Wallace Stevens, “The Snowman”
I’m not finished with winter yet. And winter is not finished with me.
If I put everything down in words I want to say, there would still be more secrets
under the snow.
These are a young man’s fears and an old man’s love. Or the opposite.
I am neither young nor old. Winter beckons.
To make note of things–all a writer really does. To find a way in and a way out, making changes with each step. Scribbles, ramblings, seeds in a pod. Dry leaves rattling on bare branches in a fierce autumn wind. Note.
I should step back and revise all I have written so far. I should vaguely consider what lies ahead. But I am out of time. What lies ahead is always the next word.
There is a cold rain falling today. With a sky full of November.
I can barely wait for what comes next. My mind is laden with winter.
It has been said that a writer possesses a mere handful of themes to which he returns and refashions time and time again. Winter is one of mine. The clarity of ice. The perfection of snow. The silence to transformation.
I love the time before the coming snow. Months away, days away, moments away. As radiant as the coming of spring may be with all its wonder of leaf, flower, thunder, warmth, and water. As regenerative the heat of summer months of mindless joy. As thoughtful the autumn color, the falling light. Winter is where the gods lie in pastures of white beseeching a hand to hold, to take into the deep.
Here, take mine.
from WINTER BOOK, Norbert Blei, Ellis Press.
Winter Book is a mature book with a sense of completion and acceptance. The season is winter, the dominant theme is the acceptance of small wonders, including decay and obscurity.

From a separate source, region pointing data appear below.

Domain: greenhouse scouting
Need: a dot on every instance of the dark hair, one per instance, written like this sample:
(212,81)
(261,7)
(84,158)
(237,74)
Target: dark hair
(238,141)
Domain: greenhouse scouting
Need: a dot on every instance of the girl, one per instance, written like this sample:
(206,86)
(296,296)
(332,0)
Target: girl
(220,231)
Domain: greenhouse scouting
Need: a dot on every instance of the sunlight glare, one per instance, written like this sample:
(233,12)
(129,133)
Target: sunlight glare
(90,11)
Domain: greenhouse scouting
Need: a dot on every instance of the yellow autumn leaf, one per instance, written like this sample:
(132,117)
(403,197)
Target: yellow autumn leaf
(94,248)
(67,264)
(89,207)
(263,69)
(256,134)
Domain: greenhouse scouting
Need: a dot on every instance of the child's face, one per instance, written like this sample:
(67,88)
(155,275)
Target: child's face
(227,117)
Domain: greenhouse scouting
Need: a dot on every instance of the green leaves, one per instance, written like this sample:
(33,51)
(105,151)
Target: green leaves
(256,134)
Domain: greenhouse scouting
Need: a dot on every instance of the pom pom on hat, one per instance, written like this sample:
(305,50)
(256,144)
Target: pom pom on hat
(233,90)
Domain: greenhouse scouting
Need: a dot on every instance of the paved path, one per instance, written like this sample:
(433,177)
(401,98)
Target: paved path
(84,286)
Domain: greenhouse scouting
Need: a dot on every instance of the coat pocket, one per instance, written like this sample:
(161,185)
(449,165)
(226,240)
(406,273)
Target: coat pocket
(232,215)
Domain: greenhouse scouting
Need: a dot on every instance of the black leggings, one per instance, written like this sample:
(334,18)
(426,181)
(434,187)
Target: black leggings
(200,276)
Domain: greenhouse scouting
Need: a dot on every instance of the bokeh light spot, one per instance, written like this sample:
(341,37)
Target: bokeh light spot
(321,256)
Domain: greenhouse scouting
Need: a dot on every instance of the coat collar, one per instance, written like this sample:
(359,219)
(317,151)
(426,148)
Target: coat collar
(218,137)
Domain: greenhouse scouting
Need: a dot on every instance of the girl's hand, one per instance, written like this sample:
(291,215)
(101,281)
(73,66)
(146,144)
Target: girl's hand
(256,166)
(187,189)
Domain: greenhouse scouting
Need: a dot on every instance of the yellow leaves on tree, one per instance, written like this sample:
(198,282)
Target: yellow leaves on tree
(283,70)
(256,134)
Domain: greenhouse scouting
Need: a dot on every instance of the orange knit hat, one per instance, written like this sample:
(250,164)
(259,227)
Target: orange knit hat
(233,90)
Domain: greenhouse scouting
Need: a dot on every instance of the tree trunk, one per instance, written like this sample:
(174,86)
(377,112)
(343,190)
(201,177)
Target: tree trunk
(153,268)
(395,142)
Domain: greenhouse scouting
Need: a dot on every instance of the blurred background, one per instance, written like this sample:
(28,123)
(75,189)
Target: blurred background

Like Blei himself, Winter Book is alternately nostalgic, angry, and amusing. It is in some respects a very public book; in others a very personal collection. The journalistic profiles are Blei’s personal experiences and friends, including public experiences and friends, including public figures like Chan Harris and Al Johnson, and Door County natives, poets, musicians, and artists. The fictions – “Dying Words,” “Skating Backwards,” “Love Untold,” “The Hunter,” “The Ice Fisherman” – reflect the Door landscape on a deeper level.